Hi Aleksandar, If I understand you correctly, you want to configure your stateful component. You could try to use the Config class in Storm, something like  "Config.put(key,value)". Then in the prepare function of bolt you can get the parameters you set up,like conf.get(key). Hope it will help you. Best,Cui Qin

Sent from my iPhone
On 10 Jun 2014, at 15:11, Aleksandar Stojadinovic <al...@nissatech.com> wrote:







Hello,
I have a topology with two bolt types (among others) which I am not certain about how will work. One of the bolts has a custom made stateful component  The other bolt type, the "configurator" configures that component under certain conditions and on input from a spout, prepares a configuration, and communicates with a database in the process. That works fine, but the point that bothers me is that I have to configure my stateful component on start-up with some values in the database, but I want to keep the logic in that bolt clear, without database access. So my solution is to access the database and read the configuration on the "configurator" startup and emit it. But what if the stateful bolt is not up yet? Will the messages get persisted (no sign of something like that in the Storm documents), or the prepare command is executed after the topology is set up?
In short, how to handle this situation?

Best regards
 		 	   		  
 		 	   		  

Re: Storm initialization on startup

Posted by qi...@gmail.com.
Hi Aleksandar,
 If I understand you correctly, you want to configure your stateful component.
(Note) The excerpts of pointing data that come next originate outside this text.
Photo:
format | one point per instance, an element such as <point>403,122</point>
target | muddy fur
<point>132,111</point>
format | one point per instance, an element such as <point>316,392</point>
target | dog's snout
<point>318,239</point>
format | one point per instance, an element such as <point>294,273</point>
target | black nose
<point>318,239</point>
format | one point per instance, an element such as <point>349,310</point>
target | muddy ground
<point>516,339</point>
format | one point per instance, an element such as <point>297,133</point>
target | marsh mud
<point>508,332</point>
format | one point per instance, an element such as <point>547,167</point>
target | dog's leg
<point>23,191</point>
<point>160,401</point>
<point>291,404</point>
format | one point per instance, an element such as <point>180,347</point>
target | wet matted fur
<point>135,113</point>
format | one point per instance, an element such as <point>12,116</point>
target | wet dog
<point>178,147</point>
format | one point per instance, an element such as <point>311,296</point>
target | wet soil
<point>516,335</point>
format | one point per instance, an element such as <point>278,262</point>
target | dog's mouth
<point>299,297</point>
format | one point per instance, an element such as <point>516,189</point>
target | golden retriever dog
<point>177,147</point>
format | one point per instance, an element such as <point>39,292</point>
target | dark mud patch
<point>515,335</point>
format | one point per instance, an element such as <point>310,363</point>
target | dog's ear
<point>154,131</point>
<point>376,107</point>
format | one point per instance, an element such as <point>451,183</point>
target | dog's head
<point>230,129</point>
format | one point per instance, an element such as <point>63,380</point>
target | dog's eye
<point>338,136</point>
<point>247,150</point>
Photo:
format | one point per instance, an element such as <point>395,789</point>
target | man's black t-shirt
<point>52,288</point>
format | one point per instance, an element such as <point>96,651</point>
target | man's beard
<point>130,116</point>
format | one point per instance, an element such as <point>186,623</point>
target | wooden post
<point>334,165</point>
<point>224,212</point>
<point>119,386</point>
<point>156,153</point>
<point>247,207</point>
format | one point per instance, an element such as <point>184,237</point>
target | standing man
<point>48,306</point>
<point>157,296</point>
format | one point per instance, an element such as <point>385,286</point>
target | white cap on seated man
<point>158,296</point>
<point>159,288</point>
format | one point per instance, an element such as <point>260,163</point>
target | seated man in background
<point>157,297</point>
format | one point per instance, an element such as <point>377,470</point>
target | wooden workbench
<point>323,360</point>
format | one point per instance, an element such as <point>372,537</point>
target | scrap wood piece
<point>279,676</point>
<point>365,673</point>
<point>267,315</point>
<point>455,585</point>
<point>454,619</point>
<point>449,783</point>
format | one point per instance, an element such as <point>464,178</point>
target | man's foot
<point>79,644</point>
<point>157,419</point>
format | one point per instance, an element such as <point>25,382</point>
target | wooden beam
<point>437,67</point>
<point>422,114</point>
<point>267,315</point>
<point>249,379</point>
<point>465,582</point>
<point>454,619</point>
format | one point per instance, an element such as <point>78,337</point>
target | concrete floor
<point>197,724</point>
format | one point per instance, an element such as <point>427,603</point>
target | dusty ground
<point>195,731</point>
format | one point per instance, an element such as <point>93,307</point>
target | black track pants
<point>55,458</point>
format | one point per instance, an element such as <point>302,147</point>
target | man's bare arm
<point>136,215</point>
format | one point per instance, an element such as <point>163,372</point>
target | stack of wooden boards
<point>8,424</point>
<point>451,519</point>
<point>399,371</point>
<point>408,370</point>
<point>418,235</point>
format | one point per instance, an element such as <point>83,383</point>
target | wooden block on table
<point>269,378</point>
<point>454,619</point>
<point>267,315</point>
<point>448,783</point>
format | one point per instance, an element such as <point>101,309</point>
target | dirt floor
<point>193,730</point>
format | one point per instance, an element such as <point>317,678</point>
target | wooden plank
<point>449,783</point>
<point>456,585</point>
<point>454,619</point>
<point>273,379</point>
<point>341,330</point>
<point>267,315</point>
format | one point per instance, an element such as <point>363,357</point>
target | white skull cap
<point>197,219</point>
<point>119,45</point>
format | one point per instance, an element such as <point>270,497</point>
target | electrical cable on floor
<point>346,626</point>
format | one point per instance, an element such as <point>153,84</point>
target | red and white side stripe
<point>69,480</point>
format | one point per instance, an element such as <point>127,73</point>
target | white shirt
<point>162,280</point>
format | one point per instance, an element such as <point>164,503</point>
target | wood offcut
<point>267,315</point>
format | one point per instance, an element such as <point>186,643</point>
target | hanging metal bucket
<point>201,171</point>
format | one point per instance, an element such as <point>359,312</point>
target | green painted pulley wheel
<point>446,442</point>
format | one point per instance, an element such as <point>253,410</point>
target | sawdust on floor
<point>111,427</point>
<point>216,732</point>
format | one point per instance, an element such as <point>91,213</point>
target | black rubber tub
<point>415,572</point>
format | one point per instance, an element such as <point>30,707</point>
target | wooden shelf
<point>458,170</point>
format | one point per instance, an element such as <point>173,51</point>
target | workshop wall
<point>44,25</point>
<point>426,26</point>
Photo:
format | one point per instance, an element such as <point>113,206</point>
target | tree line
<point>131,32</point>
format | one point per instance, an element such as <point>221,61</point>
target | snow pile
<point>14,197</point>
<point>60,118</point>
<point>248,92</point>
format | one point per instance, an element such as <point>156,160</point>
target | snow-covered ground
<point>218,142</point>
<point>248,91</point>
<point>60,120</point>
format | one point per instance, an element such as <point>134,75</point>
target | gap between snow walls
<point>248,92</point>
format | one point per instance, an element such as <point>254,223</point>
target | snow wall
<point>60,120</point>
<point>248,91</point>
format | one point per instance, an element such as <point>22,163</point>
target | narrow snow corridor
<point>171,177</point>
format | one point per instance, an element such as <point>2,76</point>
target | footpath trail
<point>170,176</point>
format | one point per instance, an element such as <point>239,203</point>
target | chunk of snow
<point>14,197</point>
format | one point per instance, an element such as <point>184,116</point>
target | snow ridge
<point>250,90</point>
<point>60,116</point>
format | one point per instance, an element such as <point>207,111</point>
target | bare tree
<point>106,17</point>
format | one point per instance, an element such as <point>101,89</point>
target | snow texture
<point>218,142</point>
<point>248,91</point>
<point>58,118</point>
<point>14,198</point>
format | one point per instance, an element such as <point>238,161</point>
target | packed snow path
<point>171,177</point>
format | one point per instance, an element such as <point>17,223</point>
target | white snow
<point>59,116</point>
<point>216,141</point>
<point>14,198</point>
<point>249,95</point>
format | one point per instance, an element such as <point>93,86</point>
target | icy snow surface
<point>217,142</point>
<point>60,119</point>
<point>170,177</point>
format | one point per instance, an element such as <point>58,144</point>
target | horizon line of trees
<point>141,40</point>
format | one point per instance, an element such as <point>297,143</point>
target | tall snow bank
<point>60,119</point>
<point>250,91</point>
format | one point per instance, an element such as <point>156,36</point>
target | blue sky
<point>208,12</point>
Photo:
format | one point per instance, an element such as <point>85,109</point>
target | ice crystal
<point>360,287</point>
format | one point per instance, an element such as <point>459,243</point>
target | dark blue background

You could try to use the Config class in Storm, something like  "Config.put(key,value)". Then in the prepare function of bolt you can get the parameters you set up,like conf.get(key). Hope it will help you.
 
Best,
Cui Qin

Sent from my iPhone

> On 10 Jun 2014, at 15:11, Aleksandar Stojadinovic <al...@nissatech.com> wrote:
> 
> Hello,
> 
> I have a topology with two bolt types (among others) which I am not certain about how will work. One of the bolts has a custom made stateful component  The other bolt type, the "configurator" configures that component under certain conditions and on input from a spout, prepares a configuration, and communicates with a database in the process. That works fine, but the point that bothers me is that I have to configure my stateful component on start-up with some values in the database, but I want to keep the logic in that bolt clear, without database access. So my solution is to access the database and read the configuration on the "configurator" startup and emit it. But what if the stateful bolt is not up yet? Will the messages get persisted (no sign of something like that in the Storm documents), or the prepare command is executed after the topology is set up?
> 
> In short, how to handle this situation?